Todo idealismo es exagerado, necesita serlo. Y debe ser cálido su idioma, como si desbordara la personalidad sobre lo impersonal; el pensamiento sin calor es muerto, frío, carece de estilo, no tiene firma. Jamás fueron tibios los genios, los santos y los héroes. Para crear una partícula de verdad, de virtud o de belleza, se requiere un esfuerzo original y violento contra alguna rutina o prejuicio; como para dar una lección de dignidad hay que desgoznar algún servilismo. Todo ideal es, instintivamente, extremoso; debe serlo a sabiendas, si es menester, pues pronto se rebaja al refractarse en la mediocridad de los más. Frente a los hipócritas que mienten con viles objetivos, la exageración de los Idealistas es, a penas una verdad apasionada. La pasión es su atributo necesario, aun cuando parezca desviar de la verdad; lleva a la hipérbole, al error mismo; a la mentira nunca. Ningún ideal es falso para quien lo profesa; lo cree verdadero y coopera a su advenimiento, con Fé con desinterés, el sabio busca la verdad por buscarla y goza arrancando a la naturaleza secretos para él inútiles ó peligrosos. Y el artista busca también la suya, porque la belleza es una verdad animada por la imaginación, más que por la experiencia. Y el moralista la persigue en el bien, que es una recta lealtad de la conducta para consigo mismo y para con los demás. Tener un ideal es servir a su propia verdad. Siempre.

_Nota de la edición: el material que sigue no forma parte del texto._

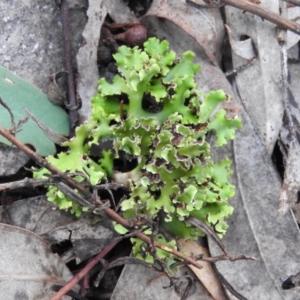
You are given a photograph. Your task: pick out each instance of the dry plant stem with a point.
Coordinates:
(26, 182)
(73, 114)
(227, 284)
(85, 270)
(265, 13)
(261, 12)
(109, 212)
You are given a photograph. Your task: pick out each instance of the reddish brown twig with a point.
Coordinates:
(91, 198)
(85, 270)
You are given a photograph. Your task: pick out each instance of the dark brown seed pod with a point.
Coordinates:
(134, 36)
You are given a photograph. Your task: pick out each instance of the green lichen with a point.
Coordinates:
(153, 111)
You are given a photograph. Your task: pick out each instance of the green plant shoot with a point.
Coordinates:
(153, 111)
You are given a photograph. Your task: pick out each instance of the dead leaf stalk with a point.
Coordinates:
(72, 103)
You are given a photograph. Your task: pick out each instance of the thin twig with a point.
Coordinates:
(227, 284)
(90, 197)
(72, 103)
(262, 12)
(265, 14)
(85, 270)
(26, 182)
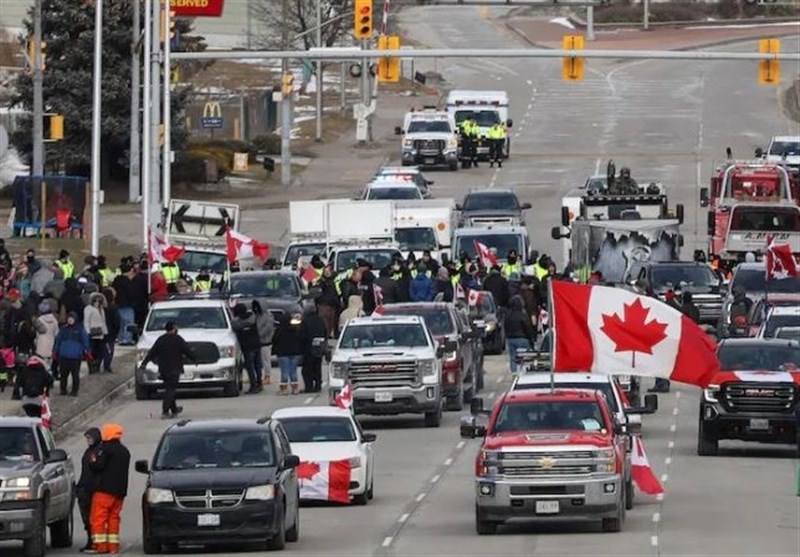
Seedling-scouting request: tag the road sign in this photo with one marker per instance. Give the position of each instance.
(197, 220)
(197, 8)
(212, 116)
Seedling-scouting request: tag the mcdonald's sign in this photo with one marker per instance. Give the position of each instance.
(212, 116)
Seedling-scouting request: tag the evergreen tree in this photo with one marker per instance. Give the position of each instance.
(68, 31)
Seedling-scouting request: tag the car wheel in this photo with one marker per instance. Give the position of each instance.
(61, 531)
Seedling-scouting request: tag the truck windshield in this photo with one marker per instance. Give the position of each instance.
(549, 416)
(215, 449)
(377, 258)
(416, 239)
(665, 276)
(766, 219)
(18, 444)
(484, 118)
(437, 319)
(196, 261)
(382, 335)
(749, 357)
(501, 243)
(423, 126)
(187, 318)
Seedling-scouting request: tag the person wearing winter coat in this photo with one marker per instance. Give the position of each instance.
(94, 321)
(265, 324)
(421, 288)
(288, 347)
(85, 488)
(244, 324)
(355, 308)
(71, 345)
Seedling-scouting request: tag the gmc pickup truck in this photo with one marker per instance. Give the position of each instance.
(37, 486)
(551, 455)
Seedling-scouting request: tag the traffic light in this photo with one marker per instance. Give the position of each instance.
(769, 71)
(389, 68)
(362, 26)
(572, 67)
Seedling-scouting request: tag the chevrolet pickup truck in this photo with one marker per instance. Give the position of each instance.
(554, 455)
(37, 486)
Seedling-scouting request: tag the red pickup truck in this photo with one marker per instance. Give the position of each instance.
(548, 455)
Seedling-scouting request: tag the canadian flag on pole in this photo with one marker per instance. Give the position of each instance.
(325, 481)
(614, 331)
(780, 261)
(242, 247)
(486, 257)
(641, 473)
(344, 399)
(159, 251)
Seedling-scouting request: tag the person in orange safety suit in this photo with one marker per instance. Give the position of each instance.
(112, 465)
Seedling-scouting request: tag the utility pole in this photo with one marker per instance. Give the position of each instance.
(319, 72)
(155, 115)
(97, 106)
(38, 95)
(134, 176)
(286, 105)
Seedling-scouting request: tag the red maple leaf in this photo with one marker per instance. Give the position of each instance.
(307, 470)
(632, 334)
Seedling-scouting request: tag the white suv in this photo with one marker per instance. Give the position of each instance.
(206, 324)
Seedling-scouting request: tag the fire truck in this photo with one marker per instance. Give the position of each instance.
(748, 202)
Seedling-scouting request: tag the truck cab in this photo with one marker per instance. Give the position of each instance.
(549, 455)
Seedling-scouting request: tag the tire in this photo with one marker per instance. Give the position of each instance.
(278, 541)
(706, 444)
(142, 392)
(62, 530)
(482, 526)
(293, 533)
(36, 546)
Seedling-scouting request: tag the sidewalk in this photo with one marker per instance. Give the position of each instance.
(546, 34)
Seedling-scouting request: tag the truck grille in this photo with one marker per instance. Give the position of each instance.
(758, 397)
(545, 464)
(383, 374)
(222, 498)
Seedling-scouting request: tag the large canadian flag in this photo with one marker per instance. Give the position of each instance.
(325, 481)
(614, 331)
(242, 247)
(780, 261)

Algunos ideales se revelan como pasión combativa y otros como pertinaz obsesión; de igual manera distínganse dos tipos de Idealistas, según predomine en ellos el corazón ó el cerebro. El idealismo sentimental es romántico; la imaginación no es inhibida por la crítica y los ideales viven de sentimientos. Es el idealismo experimental los ritmos afectivos son encarrilados por la experiencia y la crítica coordina la imaginación; los ideales tórnense reflexivos y serenos. Corresponde el uno a la juventud y el otro a la madurez. El primero es adolescente, crece, puja y lucha; el segundo es adulto, se fija, resiste y vence.
El idealista perfecto sería romántico a los veinte años y estoico a los cincuenta; es tan anormal el estoicismo en la juventud como el romanticismo en la edad madura. Lo que al principio enciende su pasión, debe cristalizarse después en suprema dignidad; ésa es la lógica de su temperamento”.